Ferrain volvió la cabeza, resignado. Adivinó el movimiento de Estela. Cuando quiso lanzar un grito, ella saltaba al vacío. Tan apresuradamente, que sobre el asiento se le olvidó el bolso.

La mujer caía en el vacío semejante a una piedra. Verticalmente. El paracaídas no se abrió. Ferrain hizo girar maquinalmente el aparato para ver caer a la mujer.
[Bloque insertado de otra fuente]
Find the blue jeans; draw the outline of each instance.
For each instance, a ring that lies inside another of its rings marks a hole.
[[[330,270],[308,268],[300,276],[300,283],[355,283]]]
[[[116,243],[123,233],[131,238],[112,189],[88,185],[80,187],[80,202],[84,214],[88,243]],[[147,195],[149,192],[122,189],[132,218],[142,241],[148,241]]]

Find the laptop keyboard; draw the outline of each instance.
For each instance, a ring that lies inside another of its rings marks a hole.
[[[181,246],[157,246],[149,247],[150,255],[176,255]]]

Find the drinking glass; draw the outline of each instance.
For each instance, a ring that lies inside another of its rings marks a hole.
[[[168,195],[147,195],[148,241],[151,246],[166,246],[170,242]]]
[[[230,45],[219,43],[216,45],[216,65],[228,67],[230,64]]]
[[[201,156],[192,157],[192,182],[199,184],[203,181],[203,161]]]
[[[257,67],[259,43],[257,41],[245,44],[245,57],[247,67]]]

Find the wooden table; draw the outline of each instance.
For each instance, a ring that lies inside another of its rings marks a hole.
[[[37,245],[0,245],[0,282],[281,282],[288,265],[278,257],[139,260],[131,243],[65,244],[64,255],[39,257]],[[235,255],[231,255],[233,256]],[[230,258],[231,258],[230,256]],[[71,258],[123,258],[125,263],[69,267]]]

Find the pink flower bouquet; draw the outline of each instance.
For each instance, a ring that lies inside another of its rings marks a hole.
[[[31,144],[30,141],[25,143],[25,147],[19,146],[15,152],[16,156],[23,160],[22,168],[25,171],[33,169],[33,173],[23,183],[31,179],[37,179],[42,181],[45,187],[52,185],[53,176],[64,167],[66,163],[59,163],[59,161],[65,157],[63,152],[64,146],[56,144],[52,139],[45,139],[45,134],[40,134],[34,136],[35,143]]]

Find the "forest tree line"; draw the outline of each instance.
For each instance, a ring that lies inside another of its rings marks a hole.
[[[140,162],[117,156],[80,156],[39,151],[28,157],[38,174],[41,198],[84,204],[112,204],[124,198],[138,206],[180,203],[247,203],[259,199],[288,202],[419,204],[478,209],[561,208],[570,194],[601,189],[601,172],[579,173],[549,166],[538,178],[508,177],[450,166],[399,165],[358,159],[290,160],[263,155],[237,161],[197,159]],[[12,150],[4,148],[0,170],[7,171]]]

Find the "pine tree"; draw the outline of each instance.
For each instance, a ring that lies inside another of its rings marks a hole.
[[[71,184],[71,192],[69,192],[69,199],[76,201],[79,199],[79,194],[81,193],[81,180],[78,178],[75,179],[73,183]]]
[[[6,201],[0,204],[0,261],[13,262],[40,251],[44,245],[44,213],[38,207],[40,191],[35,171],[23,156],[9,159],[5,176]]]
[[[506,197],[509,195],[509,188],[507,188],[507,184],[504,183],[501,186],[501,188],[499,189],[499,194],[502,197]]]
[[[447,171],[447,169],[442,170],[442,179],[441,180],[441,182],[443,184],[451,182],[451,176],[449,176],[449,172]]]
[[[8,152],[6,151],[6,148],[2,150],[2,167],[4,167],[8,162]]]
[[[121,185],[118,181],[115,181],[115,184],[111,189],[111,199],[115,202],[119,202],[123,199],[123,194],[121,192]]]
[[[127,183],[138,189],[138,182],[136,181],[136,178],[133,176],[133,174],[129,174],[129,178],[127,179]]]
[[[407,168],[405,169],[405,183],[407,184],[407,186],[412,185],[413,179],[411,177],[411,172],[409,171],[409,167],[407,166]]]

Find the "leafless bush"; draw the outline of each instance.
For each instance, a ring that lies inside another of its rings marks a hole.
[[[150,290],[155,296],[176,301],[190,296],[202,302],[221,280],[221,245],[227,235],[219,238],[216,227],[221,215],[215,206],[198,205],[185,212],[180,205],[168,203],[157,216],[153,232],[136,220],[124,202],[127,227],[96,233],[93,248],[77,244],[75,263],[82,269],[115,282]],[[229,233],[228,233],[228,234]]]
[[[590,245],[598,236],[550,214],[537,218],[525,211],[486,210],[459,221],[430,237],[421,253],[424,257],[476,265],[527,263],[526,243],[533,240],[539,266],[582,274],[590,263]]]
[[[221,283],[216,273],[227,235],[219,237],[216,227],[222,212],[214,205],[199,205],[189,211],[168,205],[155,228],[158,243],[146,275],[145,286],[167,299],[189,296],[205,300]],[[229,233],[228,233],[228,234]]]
Ella era un punto negro en el vacío. El paracaídas no se abrió. Luego ya no la vio caer más. Estela se había aplastado en la tierra.

Ferrain, temblando, apagó el encendido del motor. Aterrizaría en aquella pradera. Involuntariamente, su mirada se volvió hacia el bolso que Estela había olvidado sobre el asiento. Iba a extender la mano hacia él, cuando de allí escapó una llamarada. La explosión de la bomba, oculta en el bolso, y que Estela había dejado para asegurarse la retirada, desgarró el fuselaje del avión, y el cuerpo de Ferrain voló despedazado por los aires.